To okropne bydle potrafiło przeskoczyć płot i mnie atakować. I dzisiaj akurat ich brama była otwarta.Czyli istnieje prawdopodobieństwo ,że na 99,9 % będę się dzisiaj mierzyć z Karlą. Lucky Me...
Starałam się iść szybko. Proszę, proszę ,żeby tylko jej nie było, pomyślałam. A jednak.
Biszkoptowy rottweiler wyłonił się zza domu. Zaczęłam biec. Moim oczom ukazał się wysoki słup, a na samym jego szczycie były podpięte kable wysokiego napięcia. To moja jedyna szansa. Zaczęłam wspinać się po słupie. Dzięki Bogu miał on otwory pomiędzy szczeblami. Łatwo, jak po drabinie wspięłam się do połowy słupa.
Karla skakała i próbowała mnie dosięgnąć. Mogłam przysiąc, że po jej głupim łbie chodziły już wizje, jak obrywa mnie ze skóry. Strasznie się bałam. Weszłabym wyżej, pokopałby mnie, może nawet śmiertelnie prąd, a jeden, mały ruch i Karla by mnie dosięgnęła.
Zaczęłam krzyczeć. 

-POMOCY ! POMOCY!
- Karla! - ktoś zawołał. - Wracaj do domu!
    Pies przestał skakać i warczeć. Odwróciła się i ze skulonymi uszami podreptała z powrotem do domu.
- Wszystko w porządku?- zapytał zbliżający się do mnie chłopiec. Miał na oko 10 lat.

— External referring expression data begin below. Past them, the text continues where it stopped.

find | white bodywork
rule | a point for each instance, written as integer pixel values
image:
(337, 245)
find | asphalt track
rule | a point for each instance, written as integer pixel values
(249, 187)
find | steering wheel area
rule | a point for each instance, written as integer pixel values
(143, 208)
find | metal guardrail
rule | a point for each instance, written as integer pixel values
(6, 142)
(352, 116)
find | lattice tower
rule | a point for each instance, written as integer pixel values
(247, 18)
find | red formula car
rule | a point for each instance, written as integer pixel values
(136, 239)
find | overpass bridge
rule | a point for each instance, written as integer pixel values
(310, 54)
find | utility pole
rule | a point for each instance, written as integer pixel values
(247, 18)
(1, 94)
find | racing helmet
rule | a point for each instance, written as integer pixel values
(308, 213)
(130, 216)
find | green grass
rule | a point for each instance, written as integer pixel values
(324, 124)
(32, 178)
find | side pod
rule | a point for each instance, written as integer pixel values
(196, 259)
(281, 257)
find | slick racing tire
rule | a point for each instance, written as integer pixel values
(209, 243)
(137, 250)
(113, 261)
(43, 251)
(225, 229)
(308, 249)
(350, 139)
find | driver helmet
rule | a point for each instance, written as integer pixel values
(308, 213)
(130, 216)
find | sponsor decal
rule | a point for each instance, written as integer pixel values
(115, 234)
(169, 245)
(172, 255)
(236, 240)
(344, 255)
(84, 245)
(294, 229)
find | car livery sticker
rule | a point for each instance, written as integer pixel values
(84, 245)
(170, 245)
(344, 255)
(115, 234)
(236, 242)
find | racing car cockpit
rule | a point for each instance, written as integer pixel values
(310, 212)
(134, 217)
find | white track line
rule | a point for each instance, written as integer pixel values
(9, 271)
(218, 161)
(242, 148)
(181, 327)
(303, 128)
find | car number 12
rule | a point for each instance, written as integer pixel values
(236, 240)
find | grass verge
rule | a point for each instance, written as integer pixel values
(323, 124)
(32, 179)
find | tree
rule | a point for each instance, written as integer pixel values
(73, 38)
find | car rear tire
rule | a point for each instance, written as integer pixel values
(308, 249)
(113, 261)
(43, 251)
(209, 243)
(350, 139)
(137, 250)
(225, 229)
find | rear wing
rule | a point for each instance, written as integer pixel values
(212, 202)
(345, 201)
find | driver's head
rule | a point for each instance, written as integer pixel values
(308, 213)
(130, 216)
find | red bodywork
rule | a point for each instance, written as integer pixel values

- Ten durny pies mnie znowu zaatakował. Nie, nie jest w porządku.
- Nie mów tak o Karli.
- Twoja kochana Karla mnie nienawidzi i marzy o zjedzeniu mnie.
- Przesadzasz.
- Ja przesadzam?!
- Jonnie? Co się dzieje? - z domu wybiegła babcia Kristiana, a obok niej mała blondynka.

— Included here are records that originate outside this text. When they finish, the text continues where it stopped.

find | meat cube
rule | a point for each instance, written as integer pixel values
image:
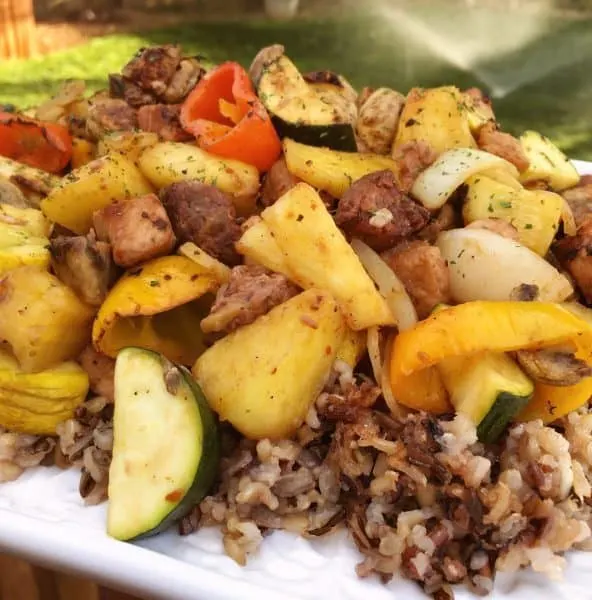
(163, 119)
(100, 370)
(204, 215)
(376, 211)
(422, 270)
(84, 265)
(503, 145)
(137, 229)
(110, 115)
(153, 68)
(413, 158)
(277, 182)
(575, 255)
(579, 199)
(250, 292)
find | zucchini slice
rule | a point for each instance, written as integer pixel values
(165, 446)
(489, 388)
(319, 113)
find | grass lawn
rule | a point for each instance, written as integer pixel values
(544, 83)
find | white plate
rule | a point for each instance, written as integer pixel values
(43, 519)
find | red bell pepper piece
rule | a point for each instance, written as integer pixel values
(225, 115)
(47, 146)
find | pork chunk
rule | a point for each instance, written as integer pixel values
(575, 255)
(137, 229)
(204, 215)
(503, 145)
(100, 370)
(422, 270)
(84, 265)
(376, 211)
(251, 291)
(163, 119)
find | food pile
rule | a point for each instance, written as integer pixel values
(264, 300)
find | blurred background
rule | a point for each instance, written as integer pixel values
(534, 57)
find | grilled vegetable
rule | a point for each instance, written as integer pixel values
(90, 188)
(153, 306)
(42, 319)
(265, 389)
(169, 162)
(319, 115)
(331, 170)
(487, 387)
(534, 214)
(318, 255)
(478, 327)
(547, 162)
(165, 446)
(486, 266)
(36, 402)
(436, 116)
(227, 118)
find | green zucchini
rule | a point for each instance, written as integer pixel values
(319, 112)
(489, 388)
(165, 446)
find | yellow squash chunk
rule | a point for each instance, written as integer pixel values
(318, 255)
(153, 307)
(29, 219)
(535, 214)
(36, 402)
(332, 170)
(265, 389)
(168, 162)
(479, 326)
(210, 264)
(436, 116)
(42, 319)
(91, 187)
(258, 245)
(547, 162)
(130, 144)
(83, 152)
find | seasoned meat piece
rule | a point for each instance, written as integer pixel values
(153, 68)
(422, 270)
(137, 229)
(188, 73)
(579, 199)
(498, 226)
(251, 291)
(100, 370)
(277, 182)
(446, 219)
(503, 145)
(204, 215)
(163, 119)
(132, 93)
(107, 116)
(575, 255)
(376, 211)
(84, 265)
(413, 158)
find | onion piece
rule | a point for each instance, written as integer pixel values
(374, 353)
(569, 222)
(438, 182)
(389, 285)
(486, 266)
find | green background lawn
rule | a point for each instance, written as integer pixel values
(544, 84)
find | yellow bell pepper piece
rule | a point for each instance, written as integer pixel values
(153, 306)
(36, 402)
(476, 327)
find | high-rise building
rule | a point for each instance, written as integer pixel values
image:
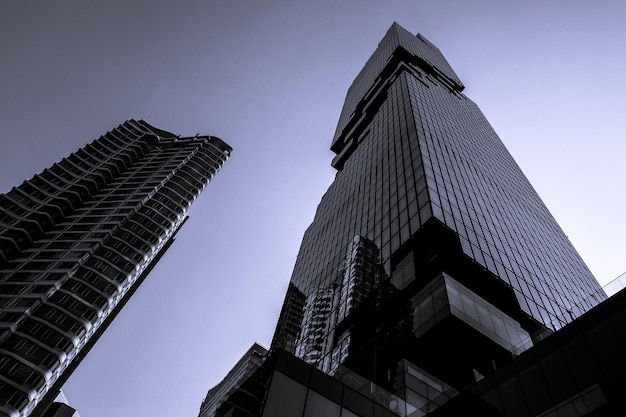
(243, 369)
(78, 239)
(433, 280)
(475, 267)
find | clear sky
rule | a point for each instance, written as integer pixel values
(269, 77)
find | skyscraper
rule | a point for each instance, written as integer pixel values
(76, 242)
(467, 267)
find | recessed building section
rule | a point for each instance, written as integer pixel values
(76, 241)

- Nic babciu, ona mówi ,że Karla chciała ją zabić.
- Głupoty gadasz dziecko. Masz tak samo wybujałą wyobraźnię, jak twoja matka.
- Naprawdę! Ten wściekły pies mnie zaatakował! Gdyby nie ten słup, to Karla by mnie zjadła.

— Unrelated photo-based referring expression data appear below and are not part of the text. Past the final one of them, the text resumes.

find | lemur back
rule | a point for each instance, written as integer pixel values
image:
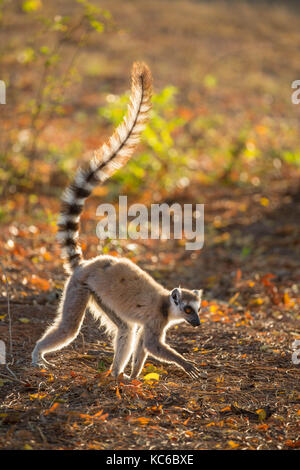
(134, 307)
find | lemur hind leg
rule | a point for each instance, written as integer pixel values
(123, 340)
(67, 323)
(139, 355)
(123, 346)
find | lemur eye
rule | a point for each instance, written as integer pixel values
(188, 309)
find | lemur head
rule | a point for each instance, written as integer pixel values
(185, 305)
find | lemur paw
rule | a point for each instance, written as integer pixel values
(192, 370)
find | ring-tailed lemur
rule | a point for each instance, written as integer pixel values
(134, 307)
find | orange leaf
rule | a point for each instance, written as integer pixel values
(53, 408)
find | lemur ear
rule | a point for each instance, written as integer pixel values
(198, 292)
(176, 295)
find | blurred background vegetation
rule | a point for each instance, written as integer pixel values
(222, 106)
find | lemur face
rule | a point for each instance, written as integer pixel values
(186, 304)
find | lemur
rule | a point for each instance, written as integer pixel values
(136, 310)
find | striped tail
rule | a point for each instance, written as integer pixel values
(108, 159)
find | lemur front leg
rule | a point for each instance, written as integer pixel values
(164, 353)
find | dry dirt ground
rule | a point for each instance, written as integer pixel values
(250, 318)
(248, 268)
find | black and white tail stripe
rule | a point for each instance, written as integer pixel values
(111, 156)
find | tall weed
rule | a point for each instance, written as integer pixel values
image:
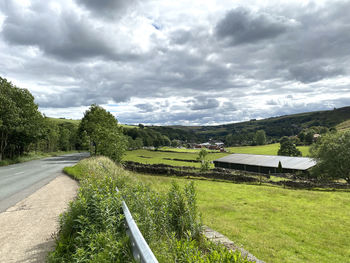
(93, 230)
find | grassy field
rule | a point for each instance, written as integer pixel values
(269, 149)
(153, 157)
(274, 224)
(344, 126)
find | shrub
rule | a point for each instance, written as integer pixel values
(92, 230)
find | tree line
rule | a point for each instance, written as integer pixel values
(23, 128)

- Gdybyś jej nie prowokowała...
- GDYBYŚ ZAMYKAŁA ŁASKAWIE SWOJĄ BRAMĘ, TO SUKA BY NIE WYSZŁA -odezwał się kobiecy głos za mną. Obok mnie stanęła mama Kristiana. - Julia kochanie, nic ci nie jest? - potrząsnęłam głową na nie. - To nie pierwszy raz. Moje dziecko też się skarży ,że twoja psica go atakuje. Przysięgam ci Violeto, że jeśli to się powtórzy, założę tu kamery i zdobędę dowody, które dostarczę prosto do sądu. A teraz... Miłego dnia Violeto -starsza kobieta odwróciła się, tym samym chowając swoją czerwoną ze złości twarz.
- Cześć ciociu. - mruknął ten chłopiec, Jonnie.
- Dzień dobry Jonnie. Danielle, ale wyrosłaś. Zapraszam was później do mnie do domu. Kupiłam ciastka i colę. Jak będziecie mieli ochotę, to przyjdźcie. - powiedziała także i moja ciocia, po czym poszłyśmy do domu Caro'ów. Zostawiając w tyle Jonniego i Danielle.